- Born: Joyce Anstruther 6 June 1901
- Died: 20 July 1953 (aged 52)
- Notable works: Mrs. Miniver
- Spouse: ; Anthony Maxtone Graham ​ ​(m. 1923; div. 1947)​ ; Adolf Placzek ​(m. 1948)​
- Relatives: Ian Maxtone-Graham (great-nephew)

= Jan Struther =

English writer, known for character Mrs. Miniver (1901–1953)

Jan Struther was the pen name of Joyce Anstruther, later Joyce Maxtone Graham and finally Joyce Placzek (6 June 1901 - 20 July 1953), an English writer remembered for her character Mrs. Miniver and a number of hymns, such as "Lord of All Hopefulness".

==Biography==
She was the daughter of Henry Torrens Anstruther and Eva Anstruther and spent her childhood in Whitchurch in Buckinghamshire, England. She attended Miss Ironside's School in Kensington.

In 1923 she married Anthony Maxtone Graham, a broker at Lloyd's of London, with whom she had three children. This marriage eventually failed, and she started an affair with Adolf Placzek, a Viennese art historian 12 years her junior. She married him as her second husband, 5 years before her death.

Her final years were marked by severe depression, leading to a five-month stay in a psychiatric hospital. Following a mastectomy for breast cancer, she died of cancer in New York in 1953 at the age of 52. Her ashes are buried beside her father in the family grave at St. John The Evangelist Church, in Whitchurch.

Jan Struther is the great-aunt of Ian Maxtone-Graham, former co-executive producer of The Simpsons.

Struther is the subject of a biography, The Real Mrs. Miniver, written by her granddaughter, Ysenda Maxtone Graham.

==Literary career==
In the 1930s she started to write for Punch magazine, and this brought her to the attention of The Times newspaper, where Peter Fleming asked her to write a series of columns for the paper, about "an ordinary sort of woman who leads an ordinary sort of life – rather like yourself". The resulting character that she created, Mrs Miniver, proved a huge success from the character's inception in 1937, and the columns were subsequently published in book form in 1939. On the outbreak of war, this book became the basis for a patriotic American film, Mrs Miniver, released in 1942, which won six Academy Awards, including Best Picture.

By 1942, Struther had herself gone to America as a lecturer. In the 1940s she was a frequent guest panellist on the popular American radio quiz show Information Please. She was one of the few women panellists to appear repeatedly on the program. An apocryphal story, attributed to fellow panellist Oscar Levant, tells that her appearances on the show stopped abruptly after she answered a question by referring to Agatha Christie's book Ten Little Niggers, which was the original British title of the book Ten Little Indians (later retitled And Then There Were None).

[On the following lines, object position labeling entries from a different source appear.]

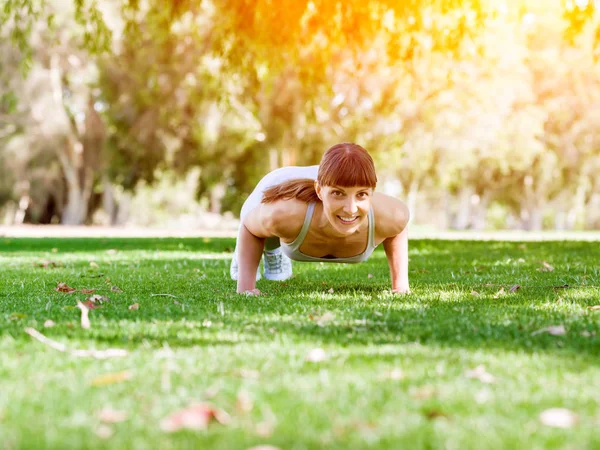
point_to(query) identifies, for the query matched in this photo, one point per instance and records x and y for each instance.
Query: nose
(350, 206)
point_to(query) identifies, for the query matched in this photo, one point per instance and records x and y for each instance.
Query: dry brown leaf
(559, 418)
(316, 355)
(554, 330)
(111, 378)
(481, 374)
(63, 287)
(514, 288)
(109, 415)
(85, 320)
(197, 416)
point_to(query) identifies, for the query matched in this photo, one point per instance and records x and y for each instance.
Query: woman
(324, 213)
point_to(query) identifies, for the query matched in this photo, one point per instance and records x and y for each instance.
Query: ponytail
(302, 189)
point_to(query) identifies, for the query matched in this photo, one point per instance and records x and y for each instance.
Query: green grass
(205, 343)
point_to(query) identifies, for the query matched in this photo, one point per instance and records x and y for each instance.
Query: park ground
(497, 347)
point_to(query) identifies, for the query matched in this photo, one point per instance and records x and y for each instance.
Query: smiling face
(346, 208)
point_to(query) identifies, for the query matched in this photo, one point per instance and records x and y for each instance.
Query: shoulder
(391, 215)
(283, 218)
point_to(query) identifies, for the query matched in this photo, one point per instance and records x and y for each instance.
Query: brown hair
(344, 165)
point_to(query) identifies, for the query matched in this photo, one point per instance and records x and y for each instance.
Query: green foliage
(398, 372)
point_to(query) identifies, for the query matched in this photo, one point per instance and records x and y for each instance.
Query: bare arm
(396, 251)
(257, 226)
(250, 248)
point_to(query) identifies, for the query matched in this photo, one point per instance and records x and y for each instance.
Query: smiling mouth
(348, 220)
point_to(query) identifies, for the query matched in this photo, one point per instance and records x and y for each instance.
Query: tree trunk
(462, 219)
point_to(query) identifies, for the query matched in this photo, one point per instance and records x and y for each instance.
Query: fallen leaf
(90, 305)
(263, 447)
(109, 415)
(265, 428)
(104, 431)
(434, 414)
(197, 416)
(111, 378)
(316, 355)
(559, 418)
(554, 330)
(85, 320)
(98, 354)
(247, 373)
(98, 298)
(394, 374)
(47, 264)
(327, 317)
(244, 402)
(62, 287)
(481, 374)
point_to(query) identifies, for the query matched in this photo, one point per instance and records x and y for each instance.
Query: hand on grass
(251, 292)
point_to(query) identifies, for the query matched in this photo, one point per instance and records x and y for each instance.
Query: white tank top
(292, 250)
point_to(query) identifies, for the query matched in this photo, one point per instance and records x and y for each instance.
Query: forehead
(350, 189)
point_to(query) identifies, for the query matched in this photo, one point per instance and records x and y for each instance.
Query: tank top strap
(371, 243)
(295, 245)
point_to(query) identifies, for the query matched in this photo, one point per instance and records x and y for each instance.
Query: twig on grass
(98, 354)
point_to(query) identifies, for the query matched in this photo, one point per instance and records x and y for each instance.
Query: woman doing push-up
(325, 213)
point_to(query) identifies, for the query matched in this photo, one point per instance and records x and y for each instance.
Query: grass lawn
(328, 359)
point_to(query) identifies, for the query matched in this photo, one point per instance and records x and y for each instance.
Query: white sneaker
(233, 269)
(278, 267)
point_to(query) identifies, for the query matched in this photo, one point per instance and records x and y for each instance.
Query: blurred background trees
(480, 114)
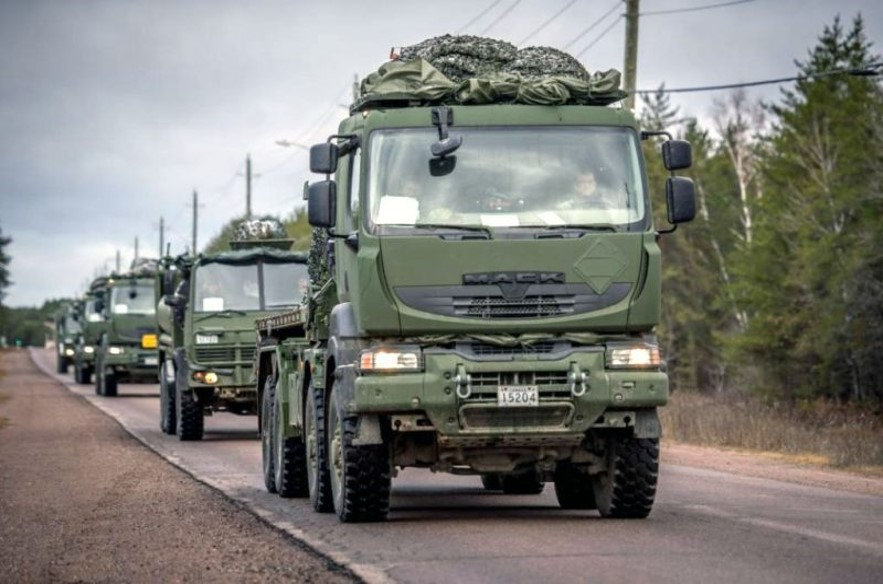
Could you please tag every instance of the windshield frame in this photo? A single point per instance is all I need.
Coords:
(262, 296)
(644, 224)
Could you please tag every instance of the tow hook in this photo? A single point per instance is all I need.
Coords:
(464, 382)
(577, 380)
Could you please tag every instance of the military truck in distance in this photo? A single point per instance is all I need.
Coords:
(126, 349)
(206, 324)
(487, 310)
(92, 326)
(67, 329)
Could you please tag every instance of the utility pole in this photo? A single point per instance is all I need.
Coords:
(631, 52)
(161, 237)
(195, 207)
(248, 186)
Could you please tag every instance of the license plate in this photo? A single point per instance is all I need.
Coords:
(509, 396)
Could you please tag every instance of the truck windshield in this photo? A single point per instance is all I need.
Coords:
(132, 299)
(285, 284)
(222, 287)
(542, 177)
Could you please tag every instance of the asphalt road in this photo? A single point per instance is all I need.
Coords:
(707, 526)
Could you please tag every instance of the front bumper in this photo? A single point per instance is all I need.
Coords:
(562, 415)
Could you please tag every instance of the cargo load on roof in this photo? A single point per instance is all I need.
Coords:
(477, 70)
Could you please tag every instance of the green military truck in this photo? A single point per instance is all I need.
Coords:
(206, 325)
(127, 347)
(67, 329)
(92, 323)
(486, 303)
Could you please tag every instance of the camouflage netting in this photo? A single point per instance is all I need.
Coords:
(266, 228)
(477, 70)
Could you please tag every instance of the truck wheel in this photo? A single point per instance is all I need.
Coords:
(318, 480)
(529, 482)
(573, 488)
(268, 447)
(492, 481)
(627, 487)
(166, 401)
(360, 475)
(188, 413)
(290, 465)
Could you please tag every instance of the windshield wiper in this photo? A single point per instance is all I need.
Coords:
(227, 313)
(469, 228)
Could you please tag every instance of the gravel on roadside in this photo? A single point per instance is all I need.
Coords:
(81, 500)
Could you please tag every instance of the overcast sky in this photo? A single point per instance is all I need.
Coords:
(112, 112)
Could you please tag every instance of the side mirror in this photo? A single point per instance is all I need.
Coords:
(172, 300)
(323, 158)
(677, 154)
(322, 204)
(681, 198)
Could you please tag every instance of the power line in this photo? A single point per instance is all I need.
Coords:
(500, 17)
(599, 37)
(546, 23)
(869, 70)
(589, 28)
(479, 16)
(694, 8)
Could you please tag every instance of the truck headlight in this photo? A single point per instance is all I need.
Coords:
(390, 360)
(637, 356)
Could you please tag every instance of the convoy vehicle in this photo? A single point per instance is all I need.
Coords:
(67, 327)
(92, 326)
(126, 349)
(485, 309)
(206, 322)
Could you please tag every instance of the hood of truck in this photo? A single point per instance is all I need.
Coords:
(524, 285)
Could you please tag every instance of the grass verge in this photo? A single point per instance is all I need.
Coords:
(819, 433)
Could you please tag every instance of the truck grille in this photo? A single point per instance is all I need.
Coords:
(227, 354)
(527, 307)
(552, 417)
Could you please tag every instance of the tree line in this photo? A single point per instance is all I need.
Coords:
(777, 287)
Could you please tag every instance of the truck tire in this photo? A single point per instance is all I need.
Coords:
(626, 489)
(166, 401)
(268, 434)
(360, 475)
(492, 481)
(188, 413)
(573, 488)
(529, 482)
(290, 464)
(318, 481)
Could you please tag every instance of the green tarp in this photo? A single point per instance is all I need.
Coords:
(417, 82)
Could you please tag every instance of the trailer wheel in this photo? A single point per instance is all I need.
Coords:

However, the episode of Information Please in which Struther used the original Christie title in her answer to a listener question was in fact broadcast 7 February 1941, while the majority of Struther's appearances on the show (at least eight more occasions) occurred after this incident, through 29 January 1945.

As well as the creation of the character Mrs Miniver in a fortnightly column in The Times, she is remembered for her hymns for children, including "Lord of All Hopefulness", "When a Knight Won His Spurs" and "Daisies are Our Silver". These resulted from an approach by Canon Percy Dearmer of Westminster Abbey, Words Editor of the enlarged edition of Songs of Praise published in 1931 by OUP. She was an agnostic, although she did go to church.

She chose her pen name by combining her first initial, J, with her last name, Anstruther.